Maryland Partnership Launches Nesting Platform Initiative For Endangered Waterbirds
OCEAN CITY, Md. (WJZ) -- The Maryland Department of Natural Resources, Audubon Mid-Atlantic, and Maryland Coastal Bays Program partnered to create a nesting platform for Maryland's endangered waterbirds.
The partners will research and monitor the nesting platform, an artificial island that is an effort to preserve the birds.
The populations of the Common Tern, Royal Tern, and Black Skimmer have declined by 90-95% since the 1980s because of shoreline erosion and sea level rising in the coastal bays.
The Audubon said the species is losing its natural nesting habitats: barren beaches and small islands. The partnership undertook a pilot project this year to establish an artificial island that imitates a nesting beach. Officials said the approach has worked elsewhere to help restore populations.
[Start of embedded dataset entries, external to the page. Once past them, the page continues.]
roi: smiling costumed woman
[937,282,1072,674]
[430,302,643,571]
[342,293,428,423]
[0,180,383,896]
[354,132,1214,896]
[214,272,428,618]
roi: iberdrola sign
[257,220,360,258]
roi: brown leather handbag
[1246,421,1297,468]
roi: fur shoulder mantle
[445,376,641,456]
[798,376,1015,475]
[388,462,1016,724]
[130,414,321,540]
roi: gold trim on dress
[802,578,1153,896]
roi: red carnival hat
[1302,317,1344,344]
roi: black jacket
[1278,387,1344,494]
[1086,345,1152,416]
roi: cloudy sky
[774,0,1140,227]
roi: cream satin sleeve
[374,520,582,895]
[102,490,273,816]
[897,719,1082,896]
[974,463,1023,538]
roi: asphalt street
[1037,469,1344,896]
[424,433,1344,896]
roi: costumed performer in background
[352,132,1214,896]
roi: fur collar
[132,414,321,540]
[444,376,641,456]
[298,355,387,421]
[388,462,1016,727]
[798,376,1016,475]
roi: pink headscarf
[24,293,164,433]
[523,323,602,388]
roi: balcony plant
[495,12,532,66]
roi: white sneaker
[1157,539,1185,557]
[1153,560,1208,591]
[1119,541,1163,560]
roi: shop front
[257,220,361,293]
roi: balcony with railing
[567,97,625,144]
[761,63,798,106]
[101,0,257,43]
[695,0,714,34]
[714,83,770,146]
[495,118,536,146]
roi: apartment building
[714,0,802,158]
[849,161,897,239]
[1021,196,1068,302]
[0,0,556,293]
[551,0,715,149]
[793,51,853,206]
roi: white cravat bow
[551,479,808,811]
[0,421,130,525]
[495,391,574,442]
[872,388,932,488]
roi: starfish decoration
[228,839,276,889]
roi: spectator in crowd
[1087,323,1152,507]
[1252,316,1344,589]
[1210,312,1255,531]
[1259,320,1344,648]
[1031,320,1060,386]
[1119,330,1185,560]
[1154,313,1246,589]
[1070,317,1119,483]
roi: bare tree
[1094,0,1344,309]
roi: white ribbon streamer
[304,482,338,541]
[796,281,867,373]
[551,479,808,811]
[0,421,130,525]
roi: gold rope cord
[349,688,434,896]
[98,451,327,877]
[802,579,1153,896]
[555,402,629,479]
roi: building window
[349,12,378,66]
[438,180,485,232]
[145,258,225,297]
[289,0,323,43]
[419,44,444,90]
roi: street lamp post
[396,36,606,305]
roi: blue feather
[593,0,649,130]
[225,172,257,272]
"Island-nesting terns and skimmers in the Coastal Bays are in trouble and are on the cusp of being extirpated – or wiped out – from Maryland as breeding species," explains Director of Bird Conservation Dr. David Curson of Audobon Mid-Atlantic."As suitable habitat for these birds dwindles from effects of a changing climate like shoreline erosion and sea-level rise, it's more important than ever to do what we can to keep them as part of the coastal ecosystem.
The islands are wood platforms loaded with crushed clamshell, anchored in the coastal bays. The nesting platforms will have audio recordings of birdcalls and other social cues to attract the birds.
"In the late 1980s, there were approximately 3000 pairs of Common Tern and 300 pairs of Black Skimmer nesting in Maryland. Now there are fewer than five pairs of Black Skimmer and only 500 pairs of Common Tern that nest in Maryland each summer," said Dave Brinker, Maryland DNR Wildlife and Heritage Service. "The nesting platform project is an attempt to stop this decline and retain nesting terns and skimmers in the Maryland coastal bays."